Where Nothing Ever Changes, A History Boy, 17/11/2016

So I’ve been reading this book of essays from the end of the 20th century by Chantal Mouffe. The book she co-wrote with her husband, the masterwork of political theory Hegemony and Socialist Strategy, is next on my reading list.

The Return of the Political is a collection I’ve had on my shelf for a while. I bought it more than a decade ago, when I first discovered philosophy as a student and spent that summer excitedly picking up whatever on the bookstore shelves appealed to me by their covers and blurbs.

Mouffe’s essay collection was one of them, but it didn’t really excite me when I cracked it open back in the early W years. I think because she was such a sober writer, and because many of the debates she was contributing to were confined to a world of academic political theory that I hadn’t yet cracked into.

Now that I have, I find a lot of value in Mouffe’s work. This post is a reflection on some possible reasons why many others don’t.

There’s a short essay in The Return of the Political called “Feminism, Citizenship, and Radical Democratic Politics.” It functions as a general statement of Mouffe’s stance in the community of feminist philosophers.

She describes a fundamental conflict in feminist philosophy. I’m going to describe it in absurdly simple terms because the general themes are all I want to discuss right now.

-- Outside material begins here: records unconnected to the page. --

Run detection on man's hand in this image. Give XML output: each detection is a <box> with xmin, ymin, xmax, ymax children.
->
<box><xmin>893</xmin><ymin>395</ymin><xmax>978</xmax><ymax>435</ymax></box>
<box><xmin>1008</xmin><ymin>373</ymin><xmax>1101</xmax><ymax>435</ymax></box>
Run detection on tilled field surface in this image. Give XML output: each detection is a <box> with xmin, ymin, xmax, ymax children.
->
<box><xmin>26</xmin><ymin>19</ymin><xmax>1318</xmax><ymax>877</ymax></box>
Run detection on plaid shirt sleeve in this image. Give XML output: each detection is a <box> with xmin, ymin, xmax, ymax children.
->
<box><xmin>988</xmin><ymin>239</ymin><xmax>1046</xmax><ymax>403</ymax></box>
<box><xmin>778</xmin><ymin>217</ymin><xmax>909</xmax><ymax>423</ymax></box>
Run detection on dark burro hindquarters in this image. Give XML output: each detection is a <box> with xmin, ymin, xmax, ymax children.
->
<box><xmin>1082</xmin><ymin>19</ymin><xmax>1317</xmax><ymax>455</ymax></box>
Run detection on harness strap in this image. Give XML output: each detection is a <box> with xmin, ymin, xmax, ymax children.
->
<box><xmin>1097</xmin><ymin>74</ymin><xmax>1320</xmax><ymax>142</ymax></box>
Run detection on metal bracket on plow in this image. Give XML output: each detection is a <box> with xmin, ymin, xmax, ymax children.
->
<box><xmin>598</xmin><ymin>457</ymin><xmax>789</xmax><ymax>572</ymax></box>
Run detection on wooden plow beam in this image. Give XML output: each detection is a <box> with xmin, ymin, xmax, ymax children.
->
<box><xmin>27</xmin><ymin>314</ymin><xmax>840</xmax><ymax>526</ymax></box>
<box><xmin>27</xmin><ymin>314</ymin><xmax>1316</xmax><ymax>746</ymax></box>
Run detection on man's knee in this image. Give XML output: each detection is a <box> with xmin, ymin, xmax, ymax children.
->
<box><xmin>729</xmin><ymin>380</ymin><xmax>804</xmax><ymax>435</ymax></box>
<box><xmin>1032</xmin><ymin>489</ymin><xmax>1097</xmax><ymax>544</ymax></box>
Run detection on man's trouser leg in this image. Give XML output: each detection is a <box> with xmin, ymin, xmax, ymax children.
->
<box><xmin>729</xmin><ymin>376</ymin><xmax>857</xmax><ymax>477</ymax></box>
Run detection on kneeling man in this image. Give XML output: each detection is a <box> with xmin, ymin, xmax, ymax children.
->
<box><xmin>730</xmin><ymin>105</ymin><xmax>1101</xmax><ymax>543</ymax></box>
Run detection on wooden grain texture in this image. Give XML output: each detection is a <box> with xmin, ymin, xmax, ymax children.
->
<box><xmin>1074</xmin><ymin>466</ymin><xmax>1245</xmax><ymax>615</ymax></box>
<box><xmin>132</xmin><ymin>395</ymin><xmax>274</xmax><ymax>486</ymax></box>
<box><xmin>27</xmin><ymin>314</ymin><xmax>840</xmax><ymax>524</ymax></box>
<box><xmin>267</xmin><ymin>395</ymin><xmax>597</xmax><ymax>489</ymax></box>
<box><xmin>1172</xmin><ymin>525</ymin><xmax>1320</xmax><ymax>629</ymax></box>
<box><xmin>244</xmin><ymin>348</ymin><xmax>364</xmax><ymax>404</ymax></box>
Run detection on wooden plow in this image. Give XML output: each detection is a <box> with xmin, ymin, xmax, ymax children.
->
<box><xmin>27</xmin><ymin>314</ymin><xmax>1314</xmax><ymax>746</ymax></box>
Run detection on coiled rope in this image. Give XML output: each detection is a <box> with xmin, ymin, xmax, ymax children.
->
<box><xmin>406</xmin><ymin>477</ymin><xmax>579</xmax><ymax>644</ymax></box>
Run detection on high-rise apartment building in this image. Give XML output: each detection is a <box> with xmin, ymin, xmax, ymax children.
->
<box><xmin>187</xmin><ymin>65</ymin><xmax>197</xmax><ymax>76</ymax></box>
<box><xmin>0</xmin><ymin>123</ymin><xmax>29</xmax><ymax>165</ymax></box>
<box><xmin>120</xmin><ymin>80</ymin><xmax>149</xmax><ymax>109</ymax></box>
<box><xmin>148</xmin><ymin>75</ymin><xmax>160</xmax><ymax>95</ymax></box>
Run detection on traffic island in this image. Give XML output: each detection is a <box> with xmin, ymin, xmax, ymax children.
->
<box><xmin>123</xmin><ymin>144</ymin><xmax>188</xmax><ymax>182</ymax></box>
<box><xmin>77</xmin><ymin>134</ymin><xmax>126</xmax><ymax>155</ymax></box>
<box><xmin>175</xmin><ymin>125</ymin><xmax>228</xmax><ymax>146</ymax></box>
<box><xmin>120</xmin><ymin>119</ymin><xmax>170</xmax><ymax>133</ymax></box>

One side was the essentialists – thinkers who believed that women had an essential nature as maternal carers, whose inclusion in political and economic life would transform these patriarchal settings with their values.

One side was the postmodernists – those who understood identity, including gender, to be entirely contingent, historically and culturally produced, and so without essential nature and always subject to change. Here, including women in political and economic life had the goal of a general radical transformation of society that would collapse and explode all concepts of gender and sex we believe essential.

Here she was writing in the mid-1990s, and I still saw feminist philosophy being taught to undergrads as embodying the same key distinction. Different compromises were made, but this is how the academic institutions I lived in taught young students what feminism was.

It’s as if there were a broad agreement across academic philosophy that essentialism vs postmodernism* was the essence of feminism. So the essentialists win, but only at the meta-level?

* If you want to take a couple of references, here are some I’ll pull out of my arse. Essentialism vs postmodernism => Carol Gilligan vs Judith Butler.

Thinking on this yesterday frustrated me about my time in academics. As I see material politics shifting so radically so constantly, always losing and regaining and losing again its stability – It annoys me to see academic discussions staying to the same old sides, at least at the fundamental levels.

There have been whole generations of political philosophers after, for example, John Rawls. But Rawls has only inspired Rawlsians – not other thinkers in the liberal philosophical tradition to become Rawls’ equal.

Careers are made in academia by picking an established side and arguing for it in your own way. Yet the great works that provide the names-turned-adjectives which are their labels largely inspire commentators and advocates. Not other great works.

Mouffe’s own solution to the essentialism-postmodern impasse in feminism is one that I very much agree with. If I can put it in my own words, feminism is the jet fuel for the liberation vectors that destroy all the forms of oppression that flow from patriarchal social structures.

So you get the changeability and flux in the world that’s at the centre of the postmodern tradition. But the political culture motivated by a morality of care is a very important one of the many ideals that guide the path of those liberations.

That way of thinking has much more potential than simply hunkering down and defending a pair of -isms against each other. Yet it’s easier to make a career in academia by picking a side and defending it than pointing out a way forward, beyond the impasse.

So we’re stuck deep in the trenches, never seeing the light of the sun.